Les Savanturiers, pour comprendre le statut des savoirs scientifiques
Ancienne professeure des écoles, Ange Ansour a lancé l'aventure des Savanturiers-École de la recherche en 2013 avec la volonté de promouvoir l'éducation par la recherche.
« L'objectif de ce programme est d'initier les élèves à la production, la validation et la circulation des savoirs scientifiques, explique-t-elle. Ce sont eux les chercheurs. Il est important qu'à l'ère des fake news et des informations de toutes origines, les élèves puissent prendre des décisions éclairées et, pour cela, qu'ils sachent poser des problématiques et s'appuyer sur des vrais savoirs », indique Ange Ansour, directrice de l'Association française pour l'Éducation par la Recherche (AFPER), qui porte le projet. Concrètement, les élèves, guidés par leurs enseignants et des chercheurs engagés dans l'innovation pédagogique, mènent des projets scientifiques, de science humaine et technologiques.
Les Savanturiers publient des appels à projet et les enseignants intéressés choisissent le champ d'expertise qu'ils souhaitent approfondir durant un an. Les projets peuvent être concret (construire un robot, créer un jeu vidéo…), ou répondre à une question plus générale comme « comment s'est fait le passage à l'euro ? » ou « comment apprenaient nos parents ? »

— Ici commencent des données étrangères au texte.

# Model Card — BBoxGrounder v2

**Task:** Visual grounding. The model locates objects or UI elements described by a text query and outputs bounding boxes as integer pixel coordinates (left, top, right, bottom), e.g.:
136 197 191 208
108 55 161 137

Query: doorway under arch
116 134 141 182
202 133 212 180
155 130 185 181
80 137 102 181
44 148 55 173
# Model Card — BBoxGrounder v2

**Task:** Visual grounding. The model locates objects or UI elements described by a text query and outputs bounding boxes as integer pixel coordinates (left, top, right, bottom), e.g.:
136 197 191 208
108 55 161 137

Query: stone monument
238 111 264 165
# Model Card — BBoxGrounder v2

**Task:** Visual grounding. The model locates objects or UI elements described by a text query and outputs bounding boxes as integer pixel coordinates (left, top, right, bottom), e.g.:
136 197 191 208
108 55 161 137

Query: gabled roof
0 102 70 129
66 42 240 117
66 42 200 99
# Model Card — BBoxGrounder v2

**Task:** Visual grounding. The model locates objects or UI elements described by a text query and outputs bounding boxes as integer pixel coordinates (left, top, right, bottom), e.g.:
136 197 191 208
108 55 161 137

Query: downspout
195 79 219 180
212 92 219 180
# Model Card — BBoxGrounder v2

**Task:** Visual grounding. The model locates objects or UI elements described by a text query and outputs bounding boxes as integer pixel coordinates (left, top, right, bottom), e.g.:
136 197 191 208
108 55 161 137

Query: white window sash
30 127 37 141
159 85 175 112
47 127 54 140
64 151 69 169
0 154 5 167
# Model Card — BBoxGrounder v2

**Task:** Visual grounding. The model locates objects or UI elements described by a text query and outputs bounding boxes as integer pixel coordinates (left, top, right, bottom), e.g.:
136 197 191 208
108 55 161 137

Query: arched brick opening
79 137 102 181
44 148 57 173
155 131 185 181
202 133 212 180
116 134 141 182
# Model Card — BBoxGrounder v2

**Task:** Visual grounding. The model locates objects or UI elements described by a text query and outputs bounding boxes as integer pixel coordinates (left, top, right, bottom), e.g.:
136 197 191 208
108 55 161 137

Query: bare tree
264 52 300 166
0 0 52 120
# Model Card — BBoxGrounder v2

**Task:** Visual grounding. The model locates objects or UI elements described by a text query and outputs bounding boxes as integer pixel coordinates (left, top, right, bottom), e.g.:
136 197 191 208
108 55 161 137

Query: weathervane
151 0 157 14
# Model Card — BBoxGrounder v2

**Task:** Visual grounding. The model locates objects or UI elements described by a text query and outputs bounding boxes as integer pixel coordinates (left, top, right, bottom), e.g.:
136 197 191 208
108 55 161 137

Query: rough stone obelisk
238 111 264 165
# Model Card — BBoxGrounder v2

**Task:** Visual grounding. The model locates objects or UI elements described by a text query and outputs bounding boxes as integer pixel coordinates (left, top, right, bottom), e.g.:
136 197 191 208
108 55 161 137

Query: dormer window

Quel que soit le thème traité, il y a toujours une démarche de recherche, modélisée par Les Savanturiers, qui accompagne les enseignants et les élèves. « Le chef d'orchestre est toujours l'enseignant mais une classe peut avoir un mentor si elle le souhaite, un scientifique, chercheur ou un étudiant, poursuit Ange Ansour. Le mentor est là aux moments clés, il aide à la démarche scientifique, soit problématiser, identifier les bonnes ressources et valider les résultats. »
Modéliser, schématiser, décrire, cela nécessite des notions précises, un exercice que les élèves apprécient beaucoup, note Ange Ansour. « Dès la maternelle, les enfants peuvent comprendre l'importance de la précision des méthodes et des mots, ils font la différence entre le français commun et le français conceptuel. Par exemple, ils saisissent très rapidement qu'un concept est un mot scientifique qui résume un processus scientifique. »
Avec près de 30 000 élèves ayant suivi un projet des Savanturiers et quelques 3 000 professeurs formés, l'association veut développer son instrument pour que les élèves apprennent de manière joyeuse et rigoureuse. « Nous travaillons pour que les enfants soient dotés d'un capital scientifique à l'école et autour de l'école.